Obit: Max Harry Weil MD – Feb 9, 1927-July 29, 2011
Some people may recognize the name, but few can comprehend how much this man has done for the fields of trauma and critical care. Dr. Weil was a world-class clinician, teacher and researcher, and is believed to have coined the phrase “critical care medicine.”
Some of his many notable accomplishments:
- In 1955, Dr. Weil created the first bedside shock cart, which is now known as the crash cart.
- In the late 1950’s, he and his colleagues recognized that some patients who were seriously ill or who had undergone major surgery had a propensity to die at night. He hit upon the concept that having an area for closer monitoring of these patients might allow for earlier recognition of acute problems and earlier intervention to correct them. This led to the creation of a four bed “shock ward.” This was the precursor to the first intensive care unit, which opened in 1968.
- Introduced automated vital signs monitors in 1961.
- Created the first computer assisted diagnosis tools in 1976.
- Developed the STAT lab concept for rapid results in critically ill patients in 1981.
He was the co-inventor for 22 patented devices including:
- Resuscitation blanket to protect medical personnel from electric shocks when defibrillating patients (2002).
- Capnometer for assessing the severity of shock which can be placed in the upper GI tract or under the tongue (2001).
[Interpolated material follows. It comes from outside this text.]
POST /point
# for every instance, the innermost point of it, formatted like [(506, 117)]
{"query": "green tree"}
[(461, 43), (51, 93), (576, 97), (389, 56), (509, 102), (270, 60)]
- The Weil Mini Chest Compressor (2006)
- An IV pump system (1981), detection for occlusion or infiltration (1985)
- Osmotic pressure sensor (1977)
- High frequency ventilator (1983)
- A method for identifying cardiac rhythm even while CPR is in progress (2006)
Dr. Weil established the Institute for Critical Care Medicine in 1961, and worked there full-time after he left the University of Southern California. The institute trains physicians and engineers to discover and develop concepts and methods for more beneficial life-saving medical management. He stepped down as the president of the institute in 2006, but continued to work there full-time until two weeks before he died.
The world has lost a true physician, teacher and innovator.